Artificial Intelligence (AI) can be approached just with an engineering frame of mind, looking for algorithms that work and are able to solve a problem. However, one can settle to a philosophical one too, and consider AI a conceptual tool to get better insight on what the mind is and how it works. Within this frame of mind, just solving problems is not enough: we want our theory to have, to a certain degree, psychological reality. We want our model to embed some of the earthly properties that human minds have. Currently, discussion is mainly around three main models concerning what the mind is: symbolic cognitivism, connectionism and the embodied mind. In this paper we adhere to the third model; in particular, to a special branch usually known as enactivism, to argue that (1) It is a more reasonable model of how the mind really works; (2) It has both theoretical and empirical benefits for AI; and (3) Can be easily implemented in simple robotic sets like Lego Mindstorms (TM).
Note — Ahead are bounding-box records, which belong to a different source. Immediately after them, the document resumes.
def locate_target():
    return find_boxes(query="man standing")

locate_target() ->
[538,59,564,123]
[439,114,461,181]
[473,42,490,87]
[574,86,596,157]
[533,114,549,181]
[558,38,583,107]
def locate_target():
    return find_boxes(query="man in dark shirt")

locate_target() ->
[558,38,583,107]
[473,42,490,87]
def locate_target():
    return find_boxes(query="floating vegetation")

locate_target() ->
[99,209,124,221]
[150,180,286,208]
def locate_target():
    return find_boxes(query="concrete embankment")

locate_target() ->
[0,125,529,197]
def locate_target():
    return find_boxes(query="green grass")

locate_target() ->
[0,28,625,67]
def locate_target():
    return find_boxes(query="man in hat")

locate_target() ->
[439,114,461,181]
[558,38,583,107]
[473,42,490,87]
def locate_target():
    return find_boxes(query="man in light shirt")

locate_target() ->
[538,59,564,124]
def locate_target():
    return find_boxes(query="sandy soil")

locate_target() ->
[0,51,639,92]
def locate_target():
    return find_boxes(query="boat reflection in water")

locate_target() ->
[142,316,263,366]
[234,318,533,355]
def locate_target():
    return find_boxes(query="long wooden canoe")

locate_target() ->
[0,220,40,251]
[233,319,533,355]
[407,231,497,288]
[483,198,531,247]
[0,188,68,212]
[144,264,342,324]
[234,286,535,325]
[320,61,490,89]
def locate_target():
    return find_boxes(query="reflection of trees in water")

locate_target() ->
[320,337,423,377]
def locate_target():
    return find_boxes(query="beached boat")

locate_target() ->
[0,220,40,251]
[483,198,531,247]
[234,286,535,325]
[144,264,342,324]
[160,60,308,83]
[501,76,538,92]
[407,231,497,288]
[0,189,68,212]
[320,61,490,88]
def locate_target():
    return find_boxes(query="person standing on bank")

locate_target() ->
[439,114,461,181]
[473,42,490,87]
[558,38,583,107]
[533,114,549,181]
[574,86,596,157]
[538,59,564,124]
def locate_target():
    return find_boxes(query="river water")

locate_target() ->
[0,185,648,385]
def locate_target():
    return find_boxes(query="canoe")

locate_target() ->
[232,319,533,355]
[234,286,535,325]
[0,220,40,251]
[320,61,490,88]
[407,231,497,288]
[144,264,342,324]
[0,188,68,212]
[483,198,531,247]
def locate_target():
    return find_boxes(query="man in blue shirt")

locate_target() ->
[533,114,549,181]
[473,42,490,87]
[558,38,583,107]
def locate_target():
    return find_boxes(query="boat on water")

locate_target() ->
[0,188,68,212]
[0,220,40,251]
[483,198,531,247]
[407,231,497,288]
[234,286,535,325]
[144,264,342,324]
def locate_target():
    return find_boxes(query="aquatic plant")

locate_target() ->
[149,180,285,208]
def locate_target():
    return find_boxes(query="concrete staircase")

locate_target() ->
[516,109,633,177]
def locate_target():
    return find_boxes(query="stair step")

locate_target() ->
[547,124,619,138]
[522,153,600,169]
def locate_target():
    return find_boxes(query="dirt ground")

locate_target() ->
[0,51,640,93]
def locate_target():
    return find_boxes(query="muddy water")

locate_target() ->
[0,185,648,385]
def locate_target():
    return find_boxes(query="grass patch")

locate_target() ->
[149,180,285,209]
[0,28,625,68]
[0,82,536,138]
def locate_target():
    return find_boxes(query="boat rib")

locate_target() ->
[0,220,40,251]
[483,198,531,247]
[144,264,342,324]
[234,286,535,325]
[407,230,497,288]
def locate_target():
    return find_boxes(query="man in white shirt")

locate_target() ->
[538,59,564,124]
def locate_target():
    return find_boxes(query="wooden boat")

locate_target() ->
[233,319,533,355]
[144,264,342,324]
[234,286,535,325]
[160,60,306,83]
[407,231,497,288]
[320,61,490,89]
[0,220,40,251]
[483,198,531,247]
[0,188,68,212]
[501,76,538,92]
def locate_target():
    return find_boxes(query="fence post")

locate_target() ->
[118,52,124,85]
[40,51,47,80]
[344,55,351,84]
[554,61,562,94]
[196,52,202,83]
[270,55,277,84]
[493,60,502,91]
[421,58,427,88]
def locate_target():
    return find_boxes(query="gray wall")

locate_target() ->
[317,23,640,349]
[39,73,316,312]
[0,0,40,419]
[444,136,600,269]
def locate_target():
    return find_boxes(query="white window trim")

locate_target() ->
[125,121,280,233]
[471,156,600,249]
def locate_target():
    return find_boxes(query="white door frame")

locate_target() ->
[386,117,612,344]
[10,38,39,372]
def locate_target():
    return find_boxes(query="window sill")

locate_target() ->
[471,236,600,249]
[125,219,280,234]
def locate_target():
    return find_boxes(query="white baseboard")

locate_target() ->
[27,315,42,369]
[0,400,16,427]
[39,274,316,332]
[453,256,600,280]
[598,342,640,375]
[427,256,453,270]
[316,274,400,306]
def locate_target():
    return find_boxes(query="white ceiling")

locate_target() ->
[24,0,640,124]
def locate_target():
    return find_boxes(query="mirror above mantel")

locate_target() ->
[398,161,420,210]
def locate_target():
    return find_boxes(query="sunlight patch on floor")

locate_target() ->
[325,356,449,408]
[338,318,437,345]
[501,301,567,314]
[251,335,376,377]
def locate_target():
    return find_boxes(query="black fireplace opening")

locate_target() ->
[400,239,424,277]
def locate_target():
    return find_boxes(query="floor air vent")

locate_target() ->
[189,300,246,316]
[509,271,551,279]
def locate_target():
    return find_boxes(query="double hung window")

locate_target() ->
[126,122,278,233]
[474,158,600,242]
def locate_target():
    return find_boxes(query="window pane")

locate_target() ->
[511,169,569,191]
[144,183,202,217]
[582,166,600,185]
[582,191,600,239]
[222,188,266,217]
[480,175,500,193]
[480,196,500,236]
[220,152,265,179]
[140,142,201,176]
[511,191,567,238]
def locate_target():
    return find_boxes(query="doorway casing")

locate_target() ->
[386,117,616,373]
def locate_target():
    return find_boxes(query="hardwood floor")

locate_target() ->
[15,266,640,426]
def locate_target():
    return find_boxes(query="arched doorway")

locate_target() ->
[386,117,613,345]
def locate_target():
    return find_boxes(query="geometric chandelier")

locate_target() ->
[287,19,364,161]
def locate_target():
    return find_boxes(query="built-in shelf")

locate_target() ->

Much has already been written about the differences between these three mind models, and which is the superior one. To our understanding, despite their success in creating models on subjects like mathematical reasoning, face recognition, visual perception or even creating artworks, both the cognitivist and the connectionist approaches have one major flaw which is of considerable philosophical importance: they cannot produce a credible account of the relationship between mind and world. Being local symbolic representations or distributed subsymbolic representations, both models are based on an abstract reconstruction of a specific domain of the physical world, both the selection and the way representations are connected to real life events and objects has been articulated beforehand by the cognitive system (Thompson 2007). Connectionism tries to generate a more plausible description of the mind, trying to better capture its neurological basis. This leads to a more dynamic account of representations: instead of being something stable, they are distributed along the whole system as well as self-organised, having certain co-variation with the environment. However, both symbolic cognitivism and connectionism consider the world and the mind as two completely different entities, with a very much regulated protocol of interaction.